Data quality is a measure of the condition of data based on factors such as accuracy, completeness, consistency, reliability and whether it's up to date.
Good quality data can drive success in any organization. It’s a valuable asset that allows improved decision-making, leading to improved products, services, customer satisfaction, company reputation, more new customers, and increased profit.

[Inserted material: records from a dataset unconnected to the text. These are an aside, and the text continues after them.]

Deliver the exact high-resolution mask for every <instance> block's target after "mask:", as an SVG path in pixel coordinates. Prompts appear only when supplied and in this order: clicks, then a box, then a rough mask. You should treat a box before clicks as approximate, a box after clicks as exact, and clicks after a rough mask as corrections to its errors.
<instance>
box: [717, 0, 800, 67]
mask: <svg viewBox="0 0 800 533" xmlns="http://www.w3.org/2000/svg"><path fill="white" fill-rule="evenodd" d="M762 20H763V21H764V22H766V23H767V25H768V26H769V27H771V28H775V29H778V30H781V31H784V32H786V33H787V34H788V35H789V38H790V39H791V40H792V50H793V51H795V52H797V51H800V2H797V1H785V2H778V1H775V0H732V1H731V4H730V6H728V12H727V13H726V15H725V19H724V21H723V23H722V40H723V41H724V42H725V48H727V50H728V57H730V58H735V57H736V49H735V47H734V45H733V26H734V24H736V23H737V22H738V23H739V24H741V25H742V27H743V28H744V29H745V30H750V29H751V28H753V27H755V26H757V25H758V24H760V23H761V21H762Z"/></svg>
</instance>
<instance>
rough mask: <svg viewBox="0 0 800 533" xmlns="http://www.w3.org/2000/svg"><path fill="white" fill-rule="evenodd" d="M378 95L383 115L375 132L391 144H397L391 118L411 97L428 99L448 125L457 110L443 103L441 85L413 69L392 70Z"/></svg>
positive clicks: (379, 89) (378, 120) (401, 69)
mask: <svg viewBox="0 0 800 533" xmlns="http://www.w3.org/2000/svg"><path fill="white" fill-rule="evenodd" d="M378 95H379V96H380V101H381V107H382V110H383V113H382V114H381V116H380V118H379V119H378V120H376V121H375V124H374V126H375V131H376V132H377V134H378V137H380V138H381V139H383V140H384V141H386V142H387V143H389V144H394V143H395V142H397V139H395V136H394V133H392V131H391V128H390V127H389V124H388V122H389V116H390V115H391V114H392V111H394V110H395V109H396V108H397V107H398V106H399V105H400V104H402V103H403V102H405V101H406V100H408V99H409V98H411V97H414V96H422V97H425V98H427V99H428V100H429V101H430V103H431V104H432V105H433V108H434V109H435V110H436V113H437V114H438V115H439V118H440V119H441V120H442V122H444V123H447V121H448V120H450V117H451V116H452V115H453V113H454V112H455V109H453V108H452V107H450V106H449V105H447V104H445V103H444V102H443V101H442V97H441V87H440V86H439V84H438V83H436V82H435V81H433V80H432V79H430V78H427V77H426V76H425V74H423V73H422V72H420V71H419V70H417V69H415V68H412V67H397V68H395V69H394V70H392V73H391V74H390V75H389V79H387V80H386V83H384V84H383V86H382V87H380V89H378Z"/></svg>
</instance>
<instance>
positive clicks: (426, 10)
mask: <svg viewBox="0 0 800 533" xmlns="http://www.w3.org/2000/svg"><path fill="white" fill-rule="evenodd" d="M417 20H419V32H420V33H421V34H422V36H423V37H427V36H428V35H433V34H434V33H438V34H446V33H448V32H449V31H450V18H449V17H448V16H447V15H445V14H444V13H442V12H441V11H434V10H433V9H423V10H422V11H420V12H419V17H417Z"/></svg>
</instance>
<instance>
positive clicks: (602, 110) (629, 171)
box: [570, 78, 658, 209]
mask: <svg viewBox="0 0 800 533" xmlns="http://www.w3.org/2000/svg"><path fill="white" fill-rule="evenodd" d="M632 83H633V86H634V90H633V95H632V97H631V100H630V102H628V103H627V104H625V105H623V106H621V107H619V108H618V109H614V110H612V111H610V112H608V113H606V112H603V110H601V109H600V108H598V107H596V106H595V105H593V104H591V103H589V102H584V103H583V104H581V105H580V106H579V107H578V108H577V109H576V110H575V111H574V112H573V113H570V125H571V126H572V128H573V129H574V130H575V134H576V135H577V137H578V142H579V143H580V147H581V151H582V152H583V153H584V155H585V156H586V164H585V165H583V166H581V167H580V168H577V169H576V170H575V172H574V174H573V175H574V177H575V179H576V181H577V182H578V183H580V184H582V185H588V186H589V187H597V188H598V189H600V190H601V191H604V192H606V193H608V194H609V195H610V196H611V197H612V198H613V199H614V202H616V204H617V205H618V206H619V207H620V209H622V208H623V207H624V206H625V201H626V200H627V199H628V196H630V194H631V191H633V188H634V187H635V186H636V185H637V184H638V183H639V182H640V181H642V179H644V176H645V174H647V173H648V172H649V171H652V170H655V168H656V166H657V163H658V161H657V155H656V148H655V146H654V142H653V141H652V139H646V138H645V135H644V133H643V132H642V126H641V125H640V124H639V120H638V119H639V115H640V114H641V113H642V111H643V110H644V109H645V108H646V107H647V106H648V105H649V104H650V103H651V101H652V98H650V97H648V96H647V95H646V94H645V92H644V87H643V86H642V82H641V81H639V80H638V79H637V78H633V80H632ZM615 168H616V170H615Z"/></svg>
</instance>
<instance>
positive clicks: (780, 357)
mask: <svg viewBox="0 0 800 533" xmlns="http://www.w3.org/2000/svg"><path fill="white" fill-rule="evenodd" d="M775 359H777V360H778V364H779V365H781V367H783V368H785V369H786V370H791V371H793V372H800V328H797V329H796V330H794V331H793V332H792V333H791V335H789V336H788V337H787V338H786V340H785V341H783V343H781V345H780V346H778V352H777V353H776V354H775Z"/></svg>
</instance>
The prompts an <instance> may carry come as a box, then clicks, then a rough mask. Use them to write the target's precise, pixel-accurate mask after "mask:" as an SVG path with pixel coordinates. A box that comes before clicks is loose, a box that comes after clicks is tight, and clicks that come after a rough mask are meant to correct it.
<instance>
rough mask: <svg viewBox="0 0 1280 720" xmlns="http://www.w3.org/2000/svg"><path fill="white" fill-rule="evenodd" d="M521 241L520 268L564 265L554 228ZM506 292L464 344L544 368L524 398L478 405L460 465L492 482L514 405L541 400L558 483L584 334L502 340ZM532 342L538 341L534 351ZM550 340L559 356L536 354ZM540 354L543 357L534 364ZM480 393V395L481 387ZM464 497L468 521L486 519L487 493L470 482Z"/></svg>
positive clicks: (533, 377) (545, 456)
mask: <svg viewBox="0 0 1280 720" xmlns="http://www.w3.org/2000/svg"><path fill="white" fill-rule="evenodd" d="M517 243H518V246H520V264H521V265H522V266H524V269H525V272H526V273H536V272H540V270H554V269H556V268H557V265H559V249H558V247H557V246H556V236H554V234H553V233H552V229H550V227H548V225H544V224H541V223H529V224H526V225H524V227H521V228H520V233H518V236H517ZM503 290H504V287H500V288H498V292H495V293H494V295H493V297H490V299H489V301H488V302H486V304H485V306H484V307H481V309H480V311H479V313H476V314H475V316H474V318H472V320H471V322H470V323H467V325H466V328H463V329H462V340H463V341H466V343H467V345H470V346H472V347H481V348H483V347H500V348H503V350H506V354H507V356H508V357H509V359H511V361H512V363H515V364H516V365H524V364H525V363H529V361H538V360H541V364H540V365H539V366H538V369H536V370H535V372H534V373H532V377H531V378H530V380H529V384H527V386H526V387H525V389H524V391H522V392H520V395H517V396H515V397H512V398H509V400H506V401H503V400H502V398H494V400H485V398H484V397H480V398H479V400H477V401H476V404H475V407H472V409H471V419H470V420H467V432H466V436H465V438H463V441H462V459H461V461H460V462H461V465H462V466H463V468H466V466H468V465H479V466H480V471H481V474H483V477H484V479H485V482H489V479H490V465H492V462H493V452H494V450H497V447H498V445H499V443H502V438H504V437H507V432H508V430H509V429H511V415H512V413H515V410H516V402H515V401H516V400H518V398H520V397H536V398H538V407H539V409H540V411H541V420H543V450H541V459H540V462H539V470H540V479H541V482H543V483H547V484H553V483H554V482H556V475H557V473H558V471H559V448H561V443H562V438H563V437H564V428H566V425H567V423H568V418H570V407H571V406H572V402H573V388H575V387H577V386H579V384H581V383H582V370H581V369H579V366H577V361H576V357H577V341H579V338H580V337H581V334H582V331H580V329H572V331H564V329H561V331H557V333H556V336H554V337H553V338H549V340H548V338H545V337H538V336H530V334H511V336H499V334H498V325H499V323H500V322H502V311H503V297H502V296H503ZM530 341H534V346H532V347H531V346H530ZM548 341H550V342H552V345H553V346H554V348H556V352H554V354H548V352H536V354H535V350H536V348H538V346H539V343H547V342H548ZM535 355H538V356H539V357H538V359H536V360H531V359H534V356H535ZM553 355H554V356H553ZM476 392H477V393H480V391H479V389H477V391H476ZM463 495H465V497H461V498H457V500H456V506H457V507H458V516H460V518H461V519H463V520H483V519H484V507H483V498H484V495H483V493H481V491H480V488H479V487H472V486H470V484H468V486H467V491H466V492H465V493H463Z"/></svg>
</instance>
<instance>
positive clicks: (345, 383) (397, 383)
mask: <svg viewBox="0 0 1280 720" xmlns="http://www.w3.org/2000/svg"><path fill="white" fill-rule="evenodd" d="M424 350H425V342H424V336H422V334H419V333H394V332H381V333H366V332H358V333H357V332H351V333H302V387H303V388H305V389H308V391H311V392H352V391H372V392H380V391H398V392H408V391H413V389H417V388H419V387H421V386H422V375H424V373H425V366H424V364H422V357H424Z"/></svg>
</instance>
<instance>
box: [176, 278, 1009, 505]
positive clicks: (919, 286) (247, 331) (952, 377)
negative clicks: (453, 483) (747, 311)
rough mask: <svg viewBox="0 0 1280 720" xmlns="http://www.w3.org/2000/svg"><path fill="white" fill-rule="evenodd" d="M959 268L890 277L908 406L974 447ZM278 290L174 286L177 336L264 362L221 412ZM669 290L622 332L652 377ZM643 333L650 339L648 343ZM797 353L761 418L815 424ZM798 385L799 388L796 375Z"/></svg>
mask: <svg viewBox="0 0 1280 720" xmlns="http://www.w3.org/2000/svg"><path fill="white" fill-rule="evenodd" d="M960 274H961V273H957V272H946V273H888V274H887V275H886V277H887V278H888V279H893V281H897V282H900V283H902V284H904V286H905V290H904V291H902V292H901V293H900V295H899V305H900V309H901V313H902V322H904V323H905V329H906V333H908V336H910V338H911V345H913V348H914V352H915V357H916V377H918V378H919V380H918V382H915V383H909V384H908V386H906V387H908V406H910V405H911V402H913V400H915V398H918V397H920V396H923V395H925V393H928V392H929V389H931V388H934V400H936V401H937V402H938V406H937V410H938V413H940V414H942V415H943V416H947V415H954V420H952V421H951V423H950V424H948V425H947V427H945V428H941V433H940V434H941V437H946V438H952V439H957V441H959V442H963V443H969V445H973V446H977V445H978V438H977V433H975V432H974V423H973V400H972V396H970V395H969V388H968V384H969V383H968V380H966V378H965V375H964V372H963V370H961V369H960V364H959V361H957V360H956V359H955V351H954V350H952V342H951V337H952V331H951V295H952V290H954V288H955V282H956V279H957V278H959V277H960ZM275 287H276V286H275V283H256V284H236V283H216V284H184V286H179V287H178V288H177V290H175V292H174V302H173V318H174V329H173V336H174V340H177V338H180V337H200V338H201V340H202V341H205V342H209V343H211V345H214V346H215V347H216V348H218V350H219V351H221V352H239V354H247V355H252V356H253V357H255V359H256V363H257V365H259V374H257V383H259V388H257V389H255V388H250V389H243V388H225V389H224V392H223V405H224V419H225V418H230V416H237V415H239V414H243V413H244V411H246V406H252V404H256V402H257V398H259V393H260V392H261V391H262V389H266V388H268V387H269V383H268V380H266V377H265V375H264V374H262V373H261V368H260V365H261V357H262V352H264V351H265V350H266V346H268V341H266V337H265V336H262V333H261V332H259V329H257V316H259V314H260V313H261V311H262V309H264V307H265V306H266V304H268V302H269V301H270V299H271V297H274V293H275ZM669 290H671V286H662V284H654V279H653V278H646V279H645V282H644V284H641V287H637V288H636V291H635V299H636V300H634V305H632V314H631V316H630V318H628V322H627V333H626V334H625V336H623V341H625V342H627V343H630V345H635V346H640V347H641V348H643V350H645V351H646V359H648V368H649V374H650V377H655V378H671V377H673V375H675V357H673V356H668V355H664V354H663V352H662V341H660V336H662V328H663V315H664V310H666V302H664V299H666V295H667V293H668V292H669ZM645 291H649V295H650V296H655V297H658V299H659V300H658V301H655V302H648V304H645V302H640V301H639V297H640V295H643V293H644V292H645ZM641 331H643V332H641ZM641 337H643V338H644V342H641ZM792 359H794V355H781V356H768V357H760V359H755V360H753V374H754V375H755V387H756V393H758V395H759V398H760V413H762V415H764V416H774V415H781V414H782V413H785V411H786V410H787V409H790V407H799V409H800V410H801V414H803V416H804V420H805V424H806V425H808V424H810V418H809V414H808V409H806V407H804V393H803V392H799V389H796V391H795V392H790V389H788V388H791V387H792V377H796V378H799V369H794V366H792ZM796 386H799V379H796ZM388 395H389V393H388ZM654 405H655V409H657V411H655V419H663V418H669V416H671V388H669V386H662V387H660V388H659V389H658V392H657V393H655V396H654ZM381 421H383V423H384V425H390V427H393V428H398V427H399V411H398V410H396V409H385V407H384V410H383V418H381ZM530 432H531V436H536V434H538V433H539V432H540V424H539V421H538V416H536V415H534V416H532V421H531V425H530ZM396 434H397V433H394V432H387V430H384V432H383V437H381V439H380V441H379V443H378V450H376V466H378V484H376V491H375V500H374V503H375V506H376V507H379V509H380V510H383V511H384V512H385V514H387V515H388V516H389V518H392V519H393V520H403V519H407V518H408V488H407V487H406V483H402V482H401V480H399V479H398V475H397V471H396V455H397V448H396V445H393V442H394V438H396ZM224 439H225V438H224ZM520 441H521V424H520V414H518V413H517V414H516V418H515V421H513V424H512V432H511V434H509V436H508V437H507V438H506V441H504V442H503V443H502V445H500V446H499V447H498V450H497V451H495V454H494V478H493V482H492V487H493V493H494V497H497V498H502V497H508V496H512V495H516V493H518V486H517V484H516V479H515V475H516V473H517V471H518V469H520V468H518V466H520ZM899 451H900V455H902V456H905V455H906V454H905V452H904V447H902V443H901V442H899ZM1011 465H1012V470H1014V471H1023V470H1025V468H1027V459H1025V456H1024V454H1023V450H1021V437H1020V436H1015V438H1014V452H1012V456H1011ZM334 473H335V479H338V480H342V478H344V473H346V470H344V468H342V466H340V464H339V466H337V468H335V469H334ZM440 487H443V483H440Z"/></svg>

Poor quality data, on the other hand, results in flawed business information, impacting key operational and strategic decisions. Marketing and sales campaigns are less effective and these resources are poorly used. Reports based on the data are inaccurate and unreliable, so creating a single customer view becomes increasingly difficult, processes are fragmented, and money is wasted. This is not a new issue. According to IBM, poor data across businesses and the government costs the US economy $3.1 trillion a year, and Dun & Bradstreet have estimated that the cost of bad data could be as much as 15 to 20% of corporate operating revenues. In addition to the financial wastage, the long-term damage to the brand cannot be underestimated. A more recent study in the UK found over 60% of businesses reporting that their data was out-of-date, incomplete, or missing.
Collecting good quality data is not the end of the story. Data starts to decay from the very moment that it’s collected. Your customers move, change their phone numbers and email addresses; parts and products are given new catalog numbers, stop being manufactured, or are replaced; staff comes and goes. USPS adds or changes over 54,490 addresses daily!
For the best data quality, it's better to collect good data than to correct bad data. Experience suggests that 90% of data quality can be achieved using 10% of the total effort, and this effort is best concentrated at the data entry stage. In fact, often errors created at the data entry or user-interface stage cannot be corrected at all, or only at a significant cost.